Was Shah Abbas really great?
Abbas was great in the sense that he was a forceful and even visionary ruler who went as far in centralizing Iran as anyone until the 20th century. But he was also a despot, resolute and, at times, ruthless, mercurial, alternating between magnanimity and cruelty, tolerance and vindictiveness. Like all despots in history, he needed these qualities and characteristics to stay on top of the fray in an unforgiving, extremely competitive environment.
Historically speaking, Safavid Iran was the first Shi'a state. Can we compare today's Iran to the Safavid period?
In the most fundamental way, we can’t. Until the introduction of modern technology, improved communications and the spread of mass literacy, all states were minimal in their ability to project power across space by way of mobilizing soldiers, garnering taxes and imposing their ideology. There are some similarities between Safavid Iran and contemporary Iran, though. One involves the role religion began to play at the turn of the 18th century. The rather doctrinaire form of Shi’ism that became the outward marker of the state and its identity ended up alienating non-Shi`is, and in particular the tribal, mostly Sunni fringe, whose loyalty was vital for the survival of the state. Another is the endemic factionalism. If the Safavid state ever showed any unity of purpose, this came unraveled towards the end, when policy makers turned mutual slander and the active undermining of each other’s initiatives into their main activity. All this contributed mightily to the military defeat the Safavids suffered against the relatively small cohort of tribesmen that the Afghans were.

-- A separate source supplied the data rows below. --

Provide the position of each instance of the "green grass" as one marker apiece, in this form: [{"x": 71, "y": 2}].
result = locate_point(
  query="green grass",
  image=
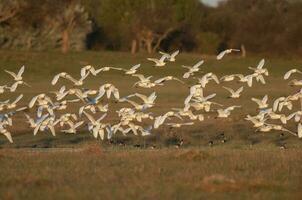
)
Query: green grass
[{"x": 248, "y": 165}]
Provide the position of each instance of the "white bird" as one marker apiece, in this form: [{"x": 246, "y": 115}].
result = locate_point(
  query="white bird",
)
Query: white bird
[
  {"x": 295, "y": 82},
  {"x": 231, "y": 77},
  {"x": 224, "y": 113},
  {"x": 132, "y": 70},
  {"x": 88, "y": 69},
  {"x": 300, "y": 130},
  {"x": 18, "y": 76},
  {"x": 70, "y": 78},
  {"x": 61, "y": 93},
  {"x": 46, "y": 122},
  {"x": 204, "y": 80},
  {"x": 193, "y": 69},
  {"x": 262, "y": 103},
  {"x": 259, "y": 69},
  {"x": 247, "y": 79},
  {"x": 178, "y": 125},
  {"x": 234, "y": 94},
  {"x": 290, "y": 72},
  {"x": 159, "y": 62},
  {"x": 109, "y": 89},
  {"x": 73, "y": 127},
  {"x": 14, "y": 103},
  {"x": 6, "y": 133},
  {"x": 170, "y": 57},
  {"x": 297, "y": 116},
  {"x": 227, "y": 51},
  {"x": 2, "y": 88},
  {"x": 161, "y": 119},
  {"x": 281, "y": 102}
]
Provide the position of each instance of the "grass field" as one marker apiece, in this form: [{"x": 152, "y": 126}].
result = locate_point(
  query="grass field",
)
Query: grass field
[{"x": 247, "y": 165}]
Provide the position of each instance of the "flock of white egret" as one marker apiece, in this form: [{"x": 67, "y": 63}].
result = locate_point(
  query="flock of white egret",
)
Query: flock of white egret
[{"x": 196, "y": 104}]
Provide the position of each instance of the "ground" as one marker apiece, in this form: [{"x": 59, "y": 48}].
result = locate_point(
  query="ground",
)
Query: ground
[{"x": 239, "y": 164}]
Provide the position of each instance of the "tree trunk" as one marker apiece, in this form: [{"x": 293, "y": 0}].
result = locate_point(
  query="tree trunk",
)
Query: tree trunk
[
  {"x": 133, "y": 46},
  {"x": 243, "y": 51},
  {"x": 65, "y": 41}
]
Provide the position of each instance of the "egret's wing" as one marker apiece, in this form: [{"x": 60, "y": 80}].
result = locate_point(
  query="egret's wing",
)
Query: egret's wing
[
  {"x": 287, "y": 74},
  {"x": 21, "y": 71},
  {"x": 55, "y": 79},
  {"x": 18, "y": 99},
  {"x": 173, "y": 55},
  {"x": 33, "y": 101},
  {"x": 8, "y": 136},
  {"x": 261, "y": 64}
]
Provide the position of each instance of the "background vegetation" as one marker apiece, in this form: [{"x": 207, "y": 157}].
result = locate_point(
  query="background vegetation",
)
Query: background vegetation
[{"x": 260, "y": 26}]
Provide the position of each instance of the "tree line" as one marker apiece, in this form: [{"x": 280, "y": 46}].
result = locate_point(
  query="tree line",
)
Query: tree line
[{"x": 258, "y": 26}]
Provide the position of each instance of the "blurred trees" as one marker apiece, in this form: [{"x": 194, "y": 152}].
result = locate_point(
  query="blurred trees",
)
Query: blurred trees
[
  {"x": 48, "y": 24},
  {"x": 149, "y": 25}
]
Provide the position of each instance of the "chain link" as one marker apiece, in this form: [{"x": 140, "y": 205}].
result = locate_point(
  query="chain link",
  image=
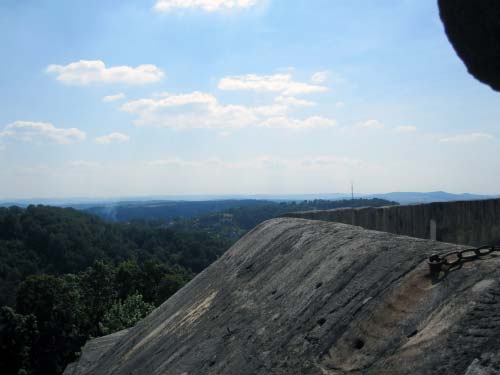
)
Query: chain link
[{"x": 440, "y": 262}]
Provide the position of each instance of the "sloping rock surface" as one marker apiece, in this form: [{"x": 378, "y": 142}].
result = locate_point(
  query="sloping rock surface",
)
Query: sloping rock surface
[
  {"x": 309, "y": 297},
  {"x": 473, "y": 27}
]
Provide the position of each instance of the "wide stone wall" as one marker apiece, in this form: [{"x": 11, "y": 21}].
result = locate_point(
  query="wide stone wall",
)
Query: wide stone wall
[{"x": 466, "y": 222}]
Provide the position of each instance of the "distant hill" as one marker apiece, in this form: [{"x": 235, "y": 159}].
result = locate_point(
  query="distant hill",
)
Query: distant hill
[
  {"x": 108, "y": 204},
  {"x": 435, "y": 196}
]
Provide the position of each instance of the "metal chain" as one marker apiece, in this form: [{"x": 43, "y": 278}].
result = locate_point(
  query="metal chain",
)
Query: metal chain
[{"x": 438, "y": 262}]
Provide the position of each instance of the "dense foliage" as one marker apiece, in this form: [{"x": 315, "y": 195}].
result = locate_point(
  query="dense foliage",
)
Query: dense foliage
[
  {"x": 55, "y": 315},
  {"x": 51, "y": 240},
  {"x": 67, "y": 276}
]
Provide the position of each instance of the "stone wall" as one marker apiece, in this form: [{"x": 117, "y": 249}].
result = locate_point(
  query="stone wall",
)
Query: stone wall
[{"x": 466, "y": 222}]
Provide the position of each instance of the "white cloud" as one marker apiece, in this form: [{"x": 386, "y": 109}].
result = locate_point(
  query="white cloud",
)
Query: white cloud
[
  {"x": 38, "y": 132},
  {"x": 320, "y": 77},
  {"x": 83, "y": 164},
  {"x": 372, "y": 124},
  {"x": 202, "y": 110},
  {"x": 282, "y": 83},
  {"x": 291, "y": 101},
  {"x": 467, "y": 138},
  {"x": 85, "y": 72},
  {"x": 113, "y": 98},
  {"x": 309, "y": 123},
  {"x": 207, "y": 5},
  {"x": 113, "y": 137},
  {"x": 405, "y": 129},
  {"x": 264, "y": 162}
]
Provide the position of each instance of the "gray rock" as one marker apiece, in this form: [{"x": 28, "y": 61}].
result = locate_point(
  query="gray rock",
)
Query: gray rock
[{"x": 309, "y": 297}]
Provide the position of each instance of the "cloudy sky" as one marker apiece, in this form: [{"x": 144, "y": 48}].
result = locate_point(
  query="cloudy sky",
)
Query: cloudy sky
[{"x": 157, "y": 97}]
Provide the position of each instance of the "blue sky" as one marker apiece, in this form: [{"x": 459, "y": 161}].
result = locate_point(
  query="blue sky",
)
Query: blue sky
[{"x": 124, "y": 98}]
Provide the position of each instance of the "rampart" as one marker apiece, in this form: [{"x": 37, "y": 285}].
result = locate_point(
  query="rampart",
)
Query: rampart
[{"x": 465, "y": 222}]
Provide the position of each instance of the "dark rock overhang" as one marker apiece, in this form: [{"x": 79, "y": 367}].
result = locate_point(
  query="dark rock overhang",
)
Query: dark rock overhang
[{"x": 473, "y": 27}]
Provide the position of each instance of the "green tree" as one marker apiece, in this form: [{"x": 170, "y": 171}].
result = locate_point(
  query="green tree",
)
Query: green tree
[
  {"x": 125, "y": 314},
  {"x": 18, "y": 334}
]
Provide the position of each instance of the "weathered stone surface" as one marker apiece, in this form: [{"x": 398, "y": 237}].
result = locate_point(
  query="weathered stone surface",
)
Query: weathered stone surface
[
  {"x": 92, "y": 352},
  {"x": 310, "y": 297},
  {"x": 473, "y": 27},
  {"x": 472, "y": 223}
]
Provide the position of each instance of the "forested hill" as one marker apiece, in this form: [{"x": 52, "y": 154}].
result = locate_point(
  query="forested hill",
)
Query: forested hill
[
  {"x": 66, "y": 275},
  {"x": 52, "y": 240}
]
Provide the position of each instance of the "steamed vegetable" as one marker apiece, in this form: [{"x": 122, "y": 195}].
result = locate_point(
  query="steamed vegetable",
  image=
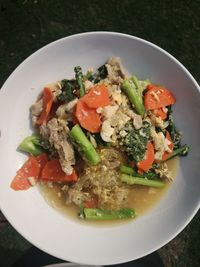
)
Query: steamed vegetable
[
  {"x": 98, "y": 96},
  {"x": 166, "y": 154},
  {"x": 133, "y": 91},
  {"x": 181, "y": 151},
  {"x": 135, "y": 142},
  {"x": 99, "y": 214},
  {"x": 157, "y": 97},
  {"x": 141, "y": 181},
  {"x": 160, "y": 113},
  {"x": 175, "y": 135},
  {"x": 87, "y": 117},
  {"x": 84, "y": 146},
  {"x": 146, "y": 164},
  {"x": 128, "y": 170},
  {"x": 99, "y": 75},
  {"x": 47, "y": 104},
  {"x": 32, "y": 145},
  {"x": 68, "y": 89},
  {"x": 79, "y": 79}
]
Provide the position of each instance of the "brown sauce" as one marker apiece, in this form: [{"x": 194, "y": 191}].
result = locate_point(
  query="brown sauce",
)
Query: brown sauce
[{"x": 141, "y": 198}]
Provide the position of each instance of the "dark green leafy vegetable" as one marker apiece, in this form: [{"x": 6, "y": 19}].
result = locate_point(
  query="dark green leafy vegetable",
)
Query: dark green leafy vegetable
[
  {"x": 84, "y": 146},
  {"x": 80, "y": 80},
  {"x": 131, "y": 171},
  {"x": 32, "y": 145},
  {"x": 181, "y": 151},
  {"x": 135, "y": 142},
  {"x": 99, "y": 214},
  {"x": 68, "y": 90},
  {"x": 133, "y": 90},
  {"x": 176, "y": 136},
  {"x": 99, "y": 75},
  {"x": 129, "y": 179}
]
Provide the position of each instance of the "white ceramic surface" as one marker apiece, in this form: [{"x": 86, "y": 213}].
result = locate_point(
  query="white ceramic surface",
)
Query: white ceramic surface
[{"x": 45, "y": 227}]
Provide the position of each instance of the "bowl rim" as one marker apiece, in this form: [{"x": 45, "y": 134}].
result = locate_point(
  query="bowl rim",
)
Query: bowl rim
[{"x": 85, "y": 34}]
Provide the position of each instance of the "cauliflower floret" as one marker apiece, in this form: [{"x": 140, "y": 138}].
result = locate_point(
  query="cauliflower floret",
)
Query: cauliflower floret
[
  {"x": 106, "y": 131},
  {"x": 109, "y": 111}
]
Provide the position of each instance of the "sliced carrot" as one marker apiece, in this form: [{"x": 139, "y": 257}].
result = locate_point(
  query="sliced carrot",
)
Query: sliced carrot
[
  {"x": 160, "y": 113},
  {"x": 148, "y": 160},
  {"x": 171, "y": 146},
  {"x": 52, "y": 171},
  {"x": 47, "y": 104},
  {"x": 88, "y": 118},
  {"x": 90, "y": 203},
  {"x": 157, "y": 97},
  {"x": 29, "y": 169},
  {"x": 98, "y": 96},
  {"x": 140, "y": 171}
]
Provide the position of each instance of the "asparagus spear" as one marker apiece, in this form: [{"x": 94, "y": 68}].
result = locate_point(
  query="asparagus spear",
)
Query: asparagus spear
[
  {"x": 131, "y": 171},
  {"x": 140, "y": 181},
  {"x": 84, "y": 146},
  {"x": 32, "y": 145},
  {"x": 133, "y": 90},
  {"x": 99, "y": 214},
  {"x": 79, "y": 79}
]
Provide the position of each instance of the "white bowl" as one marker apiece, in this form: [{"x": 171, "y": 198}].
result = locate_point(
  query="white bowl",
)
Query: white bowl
[{"x": 48, "y": 229}]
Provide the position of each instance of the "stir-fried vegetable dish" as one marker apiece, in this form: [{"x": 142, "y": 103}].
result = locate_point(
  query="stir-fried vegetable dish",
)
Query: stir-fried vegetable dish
[{"x": 98, "y": 135}]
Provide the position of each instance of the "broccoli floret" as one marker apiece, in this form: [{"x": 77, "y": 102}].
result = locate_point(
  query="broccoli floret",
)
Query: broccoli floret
[
  {"x": 99, "y": 75},
  {"x": 68, "y": 90},
  {"x": 135, "y": 142}
]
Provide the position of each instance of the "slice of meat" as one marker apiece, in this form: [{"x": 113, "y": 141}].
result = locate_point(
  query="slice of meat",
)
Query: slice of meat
[{"x": 56, "y": 131}]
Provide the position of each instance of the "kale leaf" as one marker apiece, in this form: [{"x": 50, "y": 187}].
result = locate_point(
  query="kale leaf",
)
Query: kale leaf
[
  {"x": 68, "y": 90},
  {"x": 100, "y": 74},
  {"x": 135, "y": 142}
]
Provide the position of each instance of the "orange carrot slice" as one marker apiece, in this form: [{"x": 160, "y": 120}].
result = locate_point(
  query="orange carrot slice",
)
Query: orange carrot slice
[
  {"x": 98, "y": 96},
  {"x": 148, "y": 160},
  {"x": 47, "y": 104},
  {"x": 160, "y": 113},
  {"x": 157, "y": 97},
  {"x": 29, "y": 169},
  {"x": 88, "y": 118},
  {"x": 52, "y": 171},
  {"x": 90, "y": 203}
]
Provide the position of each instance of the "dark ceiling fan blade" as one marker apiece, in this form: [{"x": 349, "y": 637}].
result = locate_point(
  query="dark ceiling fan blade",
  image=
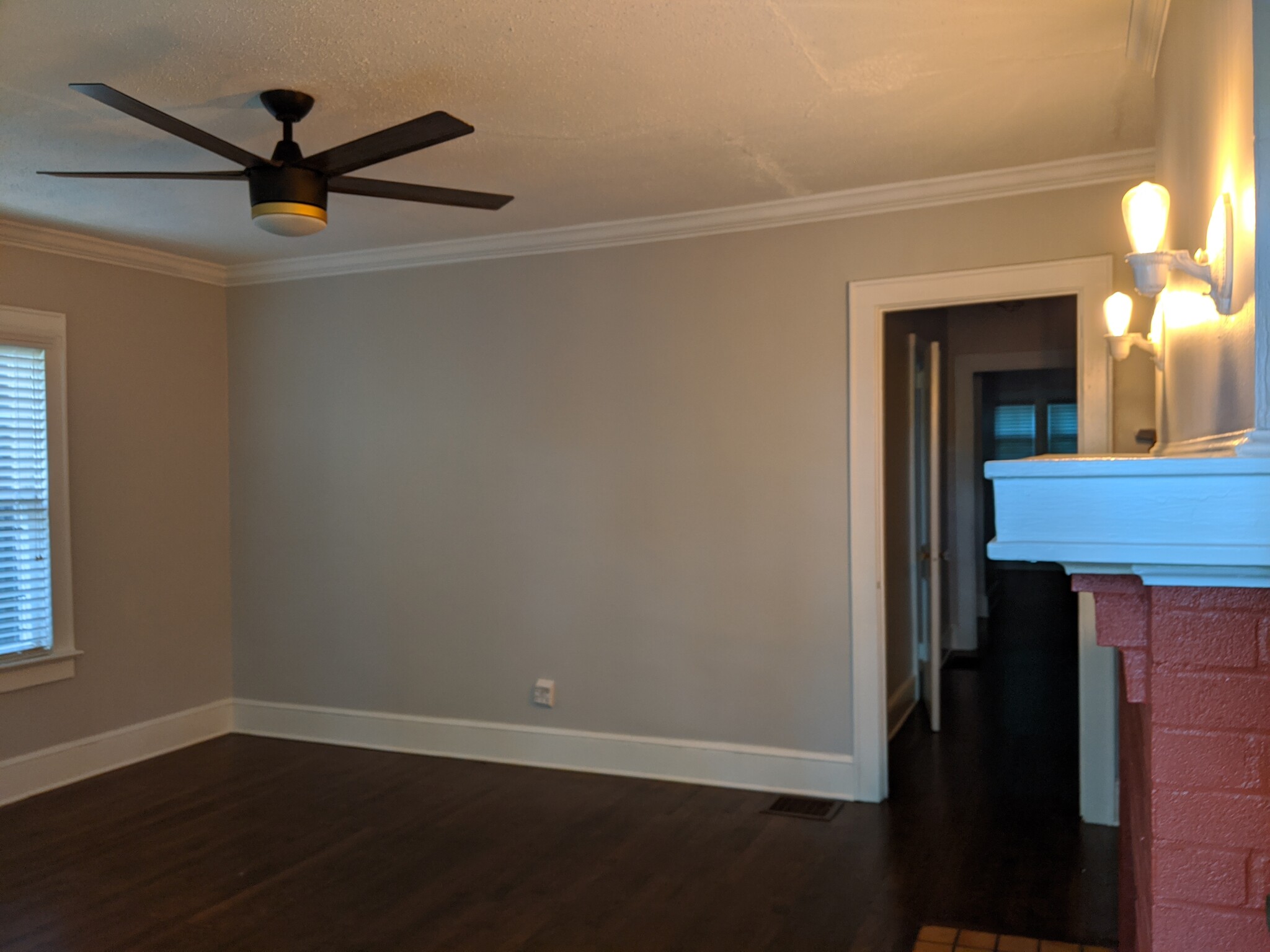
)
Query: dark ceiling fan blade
[
  {"x": 407, "y": 192},
  {"x": 389, "y": 144},
  {"x": 138, "y": 110},
  {"x": 146, "y": 174}
]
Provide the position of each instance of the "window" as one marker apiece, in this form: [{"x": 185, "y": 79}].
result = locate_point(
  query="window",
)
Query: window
[
  {"x": 1014, "y": 431},
  {"x": 37, "y": 641},
  {"x": 1062, "y": 428}
]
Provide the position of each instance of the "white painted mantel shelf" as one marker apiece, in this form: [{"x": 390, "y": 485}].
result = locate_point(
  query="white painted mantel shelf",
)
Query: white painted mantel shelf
[{"x": 1171, "y": 521}]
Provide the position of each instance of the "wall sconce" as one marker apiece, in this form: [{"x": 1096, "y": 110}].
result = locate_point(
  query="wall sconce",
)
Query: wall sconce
[
  {"x": 1146, "y": 216},
  {"x": 1118, "y": 309}
]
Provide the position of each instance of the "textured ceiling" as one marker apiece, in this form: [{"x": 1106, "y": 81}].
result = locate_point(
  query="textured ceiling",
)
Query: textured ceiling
[{"x": 585, "y": 110}]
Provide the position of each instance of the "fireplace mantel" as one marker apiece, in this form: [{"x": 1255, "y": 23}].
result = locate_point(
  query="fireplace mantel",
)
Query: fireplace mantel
[{"x": 1170, "y": 521}]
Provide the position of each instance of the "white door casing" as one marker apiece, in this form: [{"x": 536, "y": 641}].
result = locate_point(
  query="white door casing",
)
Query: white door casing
[{"x": 1089, "y": 280}]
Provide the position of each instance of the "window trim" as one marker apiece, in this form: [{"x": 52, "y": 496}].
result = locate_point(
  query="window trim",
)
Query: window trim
[{"x": 47, "y": 330}]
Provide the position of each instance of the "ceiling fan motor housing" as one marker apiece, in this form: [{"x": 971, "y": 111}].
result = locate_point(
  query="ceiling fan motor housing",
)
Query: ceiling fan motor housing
[{"x": 287, "y": 200}]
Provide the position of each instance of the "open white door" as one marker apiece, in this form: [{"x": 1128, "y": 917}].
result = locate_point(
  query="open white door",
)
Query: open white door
[{"x": 925, "y": 536}]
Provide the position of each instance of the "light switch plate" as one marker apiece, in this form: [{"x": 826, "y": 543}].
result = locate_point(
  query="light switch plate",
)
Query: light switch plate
[{"x": 544, "y": 692}]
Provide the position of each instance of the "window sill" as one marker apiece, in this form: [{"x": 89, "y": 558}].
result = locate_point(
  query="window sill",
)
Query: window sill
[{"x": 29, "y": 672}]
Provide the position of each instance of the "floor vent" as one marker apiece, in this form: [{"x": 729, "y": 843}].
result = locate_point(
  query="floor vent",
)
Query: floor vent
[{"x": 806, "y": 808}]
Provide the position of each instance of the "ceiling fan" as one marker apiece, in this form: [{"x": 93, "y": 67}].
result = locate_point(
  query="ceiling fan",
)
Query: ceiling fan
[{"x": 288, "y": 190}]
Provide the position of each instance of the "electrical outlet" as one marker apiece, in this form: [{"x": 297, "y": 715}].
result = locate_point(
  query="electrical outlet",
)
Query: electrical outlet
[{"x": 544, "y": 692}]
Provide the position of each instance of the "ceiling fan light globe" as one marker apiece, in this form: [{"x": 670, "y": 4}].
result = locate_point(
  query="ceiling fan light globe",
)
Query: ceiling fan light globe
[{"x": 288, "y": 219}]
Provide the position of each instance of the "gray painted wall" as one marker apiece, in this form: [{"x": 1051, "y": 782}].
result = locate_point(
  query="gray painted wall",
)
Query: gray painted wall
[
  {"x": 621, "y": 469},
  {"x": 149, "y": 479}
]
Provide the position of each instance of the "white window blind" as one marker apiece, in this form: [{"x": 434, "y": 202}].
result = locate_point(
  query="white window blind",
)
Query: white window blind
[
  {"x": 1014, "y": 431},
  {"x": 25, "y": 582},
  {"x": 1062, "y": 428}
]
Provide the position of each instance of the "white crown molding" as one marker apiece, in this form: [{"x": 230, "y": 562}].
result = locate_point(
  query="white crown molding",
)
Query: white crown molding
[
  {"x": 38, "y": 238},
  {"x": 58, "y": 765},
  {"x": 741, "y": 765},
  {"x": 1147, "y": 19},
  {"x": 873, "y": 200},
  {"x": 1171, "y": 521}
]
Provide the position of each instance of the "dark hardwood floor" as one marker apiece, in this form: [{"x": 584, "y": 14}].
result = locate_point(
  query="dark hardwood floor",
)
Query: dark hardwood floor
[{"x": 269, "y": 845}]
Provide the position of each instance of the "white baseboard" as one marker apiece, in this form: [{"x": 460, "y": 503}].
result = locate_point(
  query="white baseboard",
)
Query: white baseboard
[
  {"x": 776, "y": 770},
  {"x": 901, "y": 705},
  {"x": 742, "y": 765},
  {"x": 58, "y": 765}
]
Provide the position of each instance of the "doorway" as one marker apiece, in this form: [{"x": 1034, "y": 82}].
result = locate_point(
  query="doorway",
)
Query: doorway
[
  {"x": 951, "y": 597},
  {"x": 1085, "y": 282}
]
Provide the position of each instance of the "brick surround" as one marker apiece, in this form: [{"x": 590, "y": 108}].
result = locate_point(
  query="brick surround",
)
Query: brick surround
[{"x": 1194, "y": 762}]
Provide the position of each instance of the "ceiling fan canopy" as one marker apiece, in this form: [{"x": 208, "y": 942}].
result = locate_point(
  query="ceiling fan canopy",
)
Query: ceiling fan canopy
[{"x": 288, "y": 190}]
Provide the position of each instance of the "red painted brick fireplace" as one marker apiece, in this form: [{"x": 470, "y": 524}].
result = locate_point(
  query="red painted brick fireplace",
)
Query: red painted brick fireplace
[{"x": 1194, "y": 762}]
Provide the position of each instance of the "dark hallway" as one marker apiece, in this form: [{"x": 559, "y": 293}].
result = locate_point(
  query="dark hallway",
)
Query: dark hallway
[{"x": 988, "y": 833}]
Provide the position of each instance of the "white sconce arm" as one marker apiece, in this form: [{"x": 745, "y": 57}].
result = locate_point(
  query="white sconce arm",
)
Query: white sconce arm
[
  {"x": 1123, "y": 345},
  {"x": 1212, "y": 267}
]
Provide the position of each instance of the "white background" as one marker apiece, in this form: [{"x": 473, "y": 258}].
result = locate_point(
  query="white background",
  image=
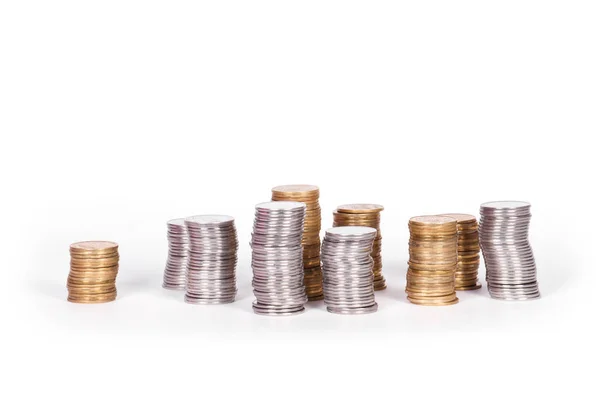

What are you working on now?
I am currently working on two projects. One involves the role Iran played in early modern Eurasian diplomacy, especially with regard to attempts to isolate and neutralize the Ottomans. We have many studies that deal with the efforts of European rulers to create an anti-Ottoman alliance, but the active role the Safavids played in this coalition building it is generally overlooked. My other project is about the way Iranians have imagined the outside world from the Safavid period until modern times. I have published a number of articles on the evolution of this image, with a focus on the British and the Russians, the most visible foreigners in the 19th century, and would like to expand this into a book, incorporating the Germans and, ultimately, the Americans.